Interesting story in today's news:
Chandler to be site of Oklahoma law enforcement museum
Associated Press - March 19, 2008 10:35 AM ET
CHANDLER, Okla. (AP) - An Oklahoma Law Enforcement Museum and Hall of Fame is planned for Chandler, home of 1 of the state's most famous lawmen.
Plans unveiled yesterday indicate the project could cost from $6 million to $8 million. It would be built next to an old armory off State Highway 66.
Deputy U.S. Marshal Bill Tilghman homesteaded in Oklahoma in the late 1800s and was a longtime resident of Chandler.

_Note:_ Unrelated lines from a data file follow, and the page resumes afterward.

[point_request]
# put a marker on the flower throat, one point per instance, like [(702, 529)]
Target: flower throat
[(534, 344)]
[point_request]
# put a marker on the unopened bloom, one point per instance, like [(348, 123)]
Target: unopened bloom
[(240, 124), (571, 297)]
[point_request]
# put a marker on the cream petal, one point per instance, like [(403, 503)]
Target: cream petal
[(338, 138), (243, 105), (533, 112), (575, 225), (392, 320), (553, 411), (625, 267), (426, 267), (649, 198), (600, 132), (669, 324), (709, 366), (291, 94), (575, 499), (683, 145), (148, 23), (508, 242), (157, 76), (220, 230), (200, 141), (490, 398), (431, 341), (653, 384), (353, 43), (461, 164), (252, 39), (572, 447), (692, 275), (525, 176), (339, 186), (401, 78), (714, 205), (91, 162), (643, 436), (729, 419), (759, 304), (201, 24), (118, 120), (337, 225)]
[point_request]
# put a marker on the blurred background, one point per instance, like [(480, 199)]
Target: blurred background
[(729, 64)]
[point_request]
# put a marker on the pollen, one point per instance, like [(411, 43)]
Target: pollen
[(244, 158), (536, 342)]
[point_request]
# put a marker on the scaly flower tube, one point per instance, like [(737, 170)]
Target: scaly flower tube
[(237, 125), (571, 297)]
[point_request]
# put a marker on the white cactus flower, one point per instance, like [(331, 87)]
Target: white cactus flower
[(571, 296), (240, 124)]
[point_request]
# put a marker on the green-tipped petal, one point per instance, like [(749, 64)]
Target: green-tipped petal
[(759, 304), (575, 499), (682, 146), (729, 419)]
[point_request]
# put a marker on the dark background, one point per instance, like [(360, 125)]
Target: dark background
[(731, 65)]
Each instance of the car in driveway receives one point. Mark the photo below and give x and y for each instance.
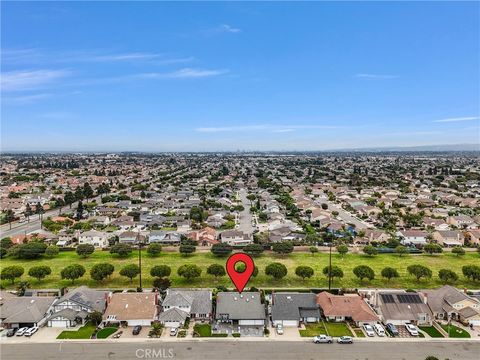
(323, 339)
(31, 331)
(21, 331)
(345, 340)
(412, 329)
(392, 328)
(368, 330)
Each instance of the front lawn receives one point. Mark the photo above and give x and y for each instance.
(85, 332)
(455, 331)
(204, 259)
(106, 332)
(203, 330)
(431, 331)
(327, 328)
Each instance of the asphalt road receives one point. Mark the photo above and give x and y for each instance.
(244, 350)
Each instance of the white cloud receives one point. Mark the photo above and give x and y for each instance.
(376, 76)
(466, 118)
(30, 79)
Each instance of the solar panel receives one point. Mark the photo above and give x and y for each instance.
(387, 299)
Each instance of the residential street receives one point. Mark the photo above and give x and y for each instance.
(242, 350)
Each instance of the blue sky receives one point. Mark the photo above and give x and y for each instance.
(105, 76)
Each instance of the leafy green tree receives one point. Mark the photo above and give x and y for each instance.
(12, 272)
(304, 272)
(432, 249)
(276, 270)
(216, 270)
(389, 273)
(122, 250)
(401, 250)
(447, 276)
(160, 271)
(221, 249)
(130, 271)
(342, 250)
(189, 271)
(253, 249)
(419, 271)
(335, 272)
(72, 272)
(39, 272)
(100, 272)
(370, 250)
(154, 249)
(364, 272)
(471, 272)
(458, 250)
(283, 248)
(52, 251)
(85, 250)
(187, 249)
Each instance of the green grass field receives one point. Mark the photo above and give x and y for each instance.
(317, 262)
(85, 332)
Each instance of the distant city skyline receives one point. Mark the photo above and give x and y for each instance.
(151, 76)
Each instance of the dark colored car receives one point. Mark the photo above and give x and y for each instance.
(136, 330)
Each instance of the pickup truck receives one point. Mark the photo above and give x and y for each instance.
(320, 339)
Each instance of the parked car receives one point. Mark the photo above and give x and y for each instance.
(323, 339)
(379, 330)
(345, 340)
(412, 329)
(31, 331)
(21, 331)
(369, 330)
(392, 329)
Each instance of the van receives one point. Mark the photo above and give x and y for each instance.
(379, 329)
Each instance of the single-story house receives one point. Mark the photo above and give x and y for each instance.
(25, 311)
(131, 309)
(180, 304)
(291, 309)
(346, 307)
(245, 309)
(74, 306)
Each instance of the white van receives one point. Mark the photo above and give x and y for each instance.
(379, 329)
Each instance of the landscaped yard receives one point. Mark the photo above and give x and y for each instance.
(431, 331)
(327, 328)
(106, 332)
(204, 330)
(455, 331)
(204, 259)
(85, 332)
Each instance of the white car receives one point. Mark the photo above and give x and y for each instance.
(21, 331)
(31, 331)
(369, 330)
(379, 330)
(412, 329)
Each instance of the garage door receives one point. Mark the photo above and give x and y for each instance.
(58, 323)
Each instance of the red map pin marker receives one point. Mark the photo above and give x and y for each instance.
(240, 279)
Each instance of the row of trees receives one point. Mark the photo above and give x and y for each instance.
(102, 271)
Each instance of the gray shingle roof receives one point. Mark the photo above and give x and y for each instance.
(244, 306)
(293, 306)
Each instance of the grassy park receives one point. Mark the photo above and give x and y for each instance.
(204, 259)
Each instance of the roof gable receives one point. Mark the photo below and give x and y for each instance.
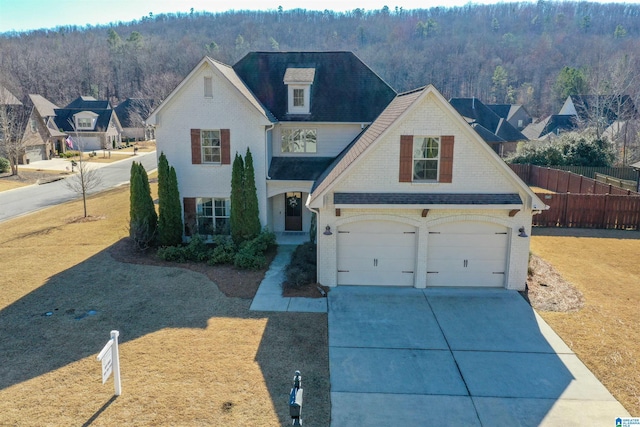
(88, 103)
(478, 113)
(344, 89)
(226, 72)
(414, 113)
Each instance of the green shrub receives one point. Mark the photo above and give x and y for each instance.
(4, 165)
(302, 270)
(197, 250)
(172, 253)
(224, 251)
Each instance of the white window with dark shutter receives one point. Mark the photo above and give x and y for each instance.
(299, 81)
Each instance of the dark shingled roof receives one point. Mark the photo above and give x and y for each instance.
(367, 137)
(559, 123)
(298, 168)
(64, 115)
(88, 103)
(473, 109)
(425, 199)
(344, 88)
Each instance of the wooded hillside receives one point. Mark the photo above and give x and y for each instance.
(510, 52)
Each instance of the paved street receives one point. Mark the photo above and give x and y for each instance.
(21, 201)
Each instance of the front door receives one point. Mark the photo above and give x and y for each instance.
(293, 211)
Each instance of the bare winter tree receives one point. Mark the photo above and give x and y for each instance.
(87, 177)
(14, 117)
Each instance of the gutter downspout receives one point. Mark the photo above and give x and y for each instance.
(266, 151)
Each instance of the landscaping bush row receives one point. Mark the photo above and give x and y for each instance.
(249, 255)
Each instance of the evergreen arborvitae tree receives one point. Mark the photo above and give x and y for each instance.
(236, 219)
(170, 217)
(251, 209)
(143, 222)
(174, 211)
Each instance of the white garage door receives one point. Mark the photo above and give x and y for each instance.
(467, 254)
(376, 253)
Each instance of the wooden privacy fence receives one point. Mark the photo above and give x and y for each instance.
(561, 181)
(589, 211)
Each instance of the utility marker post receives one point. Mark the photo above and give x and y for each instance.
(110, 358)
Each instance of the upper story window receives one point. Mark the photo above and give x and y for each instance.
(210, 145)
(298, 97)
(299, 141)
(208, 87)
(299, 81)
(426, 156)
(85, 123)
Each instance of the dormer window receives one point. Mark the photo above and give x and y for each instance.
(298, 97)
(299, 81)
(84, 123)
(85, 120)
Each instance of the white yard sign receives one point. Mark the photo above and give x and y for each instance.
(110, 358)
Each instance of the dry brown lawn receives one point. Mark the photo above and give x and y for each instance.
(189, 354)
(604, 265)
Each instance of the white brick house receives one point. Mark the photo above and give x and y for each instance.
(420, 200)
(325, 129)
(295, 111)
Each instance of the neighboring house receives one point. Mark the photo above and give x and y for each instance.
(132, 113)
(496, 131)
(92, 124)
(44, 116)
(35, 144)
(610, 113)
(515, 114)
(419, 199)
(406, 193)
(550, 126)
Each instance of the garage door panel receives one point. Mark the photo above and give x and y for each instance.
(467, 254)
(376, 253)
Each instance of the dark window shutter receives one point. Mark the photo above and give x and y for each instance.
(446, 159)
(189, 215)
(225, 146)
(406, 158)
(196, 149)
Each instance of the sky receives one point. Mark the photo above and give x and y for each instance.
(25, 15)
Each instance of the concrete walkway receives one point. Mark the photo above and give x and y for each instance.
(269, 295)
(467, 357)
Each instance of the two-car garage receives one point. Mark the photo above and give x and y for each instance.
(462, 254)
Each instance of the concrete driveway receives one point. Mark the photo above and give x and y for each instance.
(441, 357)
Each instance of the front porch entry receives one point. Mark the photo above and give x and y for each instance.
(293, 211)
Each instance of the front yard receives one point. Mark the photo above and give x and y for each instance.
(605, 334)
(190, 355)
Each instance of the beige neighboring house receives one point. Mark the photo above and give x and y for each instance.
(48, 141)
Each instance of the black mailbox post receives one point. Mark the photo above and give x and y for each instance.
(295, 400)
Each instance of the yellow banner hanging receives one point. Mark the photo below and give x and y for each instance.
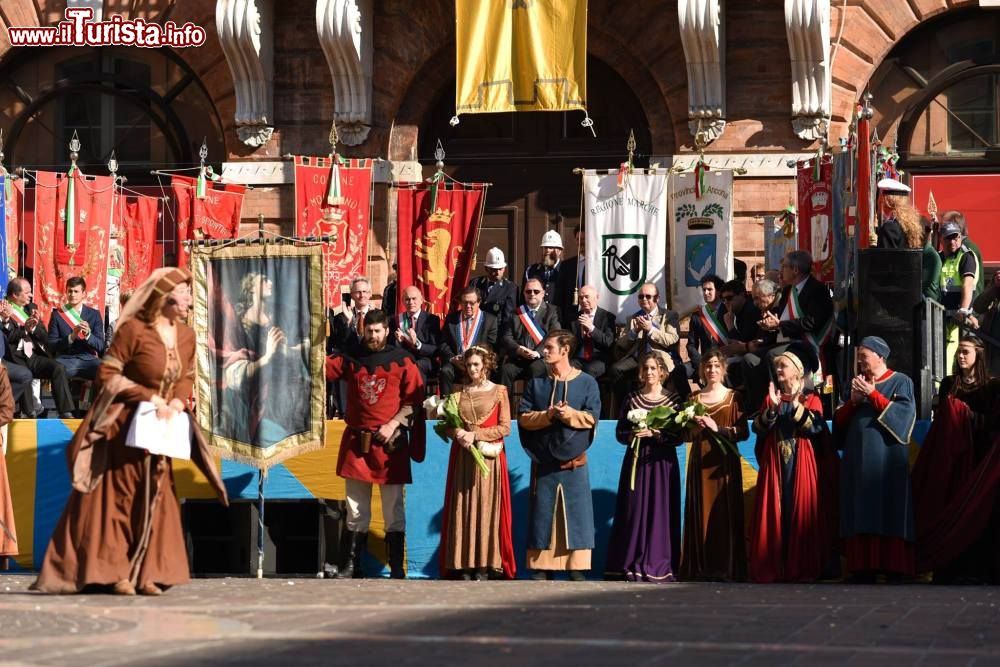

Carl Reherman, the president of the museum's board of directors, says temporary quarters for the museum in downtown Chandler could be open early next year.
Tilghman was elected Lincoln County sheriff in 1900 and served as state senator for a year before taking a job as Oklahoma City's police chief in 1911.
He retired in 1914 and made a motion picture, "The Passing of Oklahoma City Outlaws."
He was appointed marshal of Cromwell in 1924 and on Nov. 1st of that year was shot and killed while escorting notorious federal prohibition agent Wiley Lynn to jail.
The Daily Oklahoman also ran an article on this decision that included an interview with the Lt. Governor.